Ihr Coverdesign ist sehr interessant, denn es gelingt ihnen, ein komplexes Thema mithilfe einer relativ simplen, aber wirkungsvollen Idee zu vermitteln: Fragmente eines Bildes überlagern den Titel und erinnern an Geheimnisse, die durch Schlüssellöcher aus den Räumen der Mächtigen an die Öffentlichkeit dringen.
„Viaggio in Islanda“
Falls Sie der Meinung waren, dass es kein Cover ohne Buchtitel geben könnte, müssen wir Sie enttäuschen: Hier die Ausnahme von der Regel. Der Buchumschlag, der von der Jury der Ausstellung „Buona la prima“ im Rahmen der Mailänder Buchmesse „Tempo di libri“ 2018 prämiert wurde, ist ein perfektes Beispiel dafür, wie ein weißes Cover ohne Text die Aufmerksamkeit des Lesers wecken kann – mehr noch als ein knalliges Bild. Der Entwurf von Guido Scarabottolo, der das Werk auch verfasste, eignet sich gemäß dem Kurator der Ausstellung Stefano Salis perfekt für ein Kunstwerk und etwas weniger gut „für ein Buch, von dem mehr als 300 Exemplare verkauft werden sollen“.
Eine mutige Wahl, welche die metaphysische und traumähnliche Stimmung dieses Notizbuchs widerspiegelt, eine Graphic Novel, die von einer imaginären Entdeckungsreise erzählt.
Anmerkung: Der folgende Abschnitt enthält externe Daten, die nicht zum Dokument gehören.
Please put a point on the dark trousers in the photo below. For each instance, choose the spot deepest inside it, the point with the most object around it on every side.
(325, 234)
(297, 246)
Auch am Ende hält der Herausgeber eine Überraschung bereit: Auf der Rückseite des Schutzumschlags findet der Leser sämtliche Zeichnungen dieses Bands. Eine interessante Anregung für all jene, die das Cover eines Nischenprodukts planen.
„The Great Gatsby“
Eines darf in dieser Übersicht nicht fehlen: Das Cover der Erstausgabe des Meisterwerks von Francis Scott Fitzgerald „The Great Gatsby“ gehört zu den bekanntesten in der Geschichte des Verlagswesens. Seit jeher gab es Befürworter und Gegner dieses Covers, das am Ende nicht einmal mehr Fitzgerald selbst gefiel. Als 2013 eine neue Ausgabe in den amerikanischen Buchhandlungen auslag, auf deren Cover Leonardo Di Caprio zu sehen war (der den Protagonisten im kurz zuvor veröffentlichten Film spielte), entbrannte ein regelrechter Glaubenskrieg zwischen den Fans des alten Einbands und jenen, die die Notwendigkeit herausstrichen, einer stets nach Neuheiten gierenden Leserschaft ein augenscheinlich neues Produkt anzubieten.
Die Arbeit des spanischen Illustrators Francis Cugat mag von fragwürdigem Geschmack zeugen, dennoch vermittelt das Cover auf vorzügliche Weise das Gefühl, sich aufzulösen und die Dekadenz, die im Roman beschrieben werden. Auch wenn spätere Cover aus grafischer Sicht raffinierter waren, so war doch in dieser Hinsicht keines dieser Illustration ebenbürtig.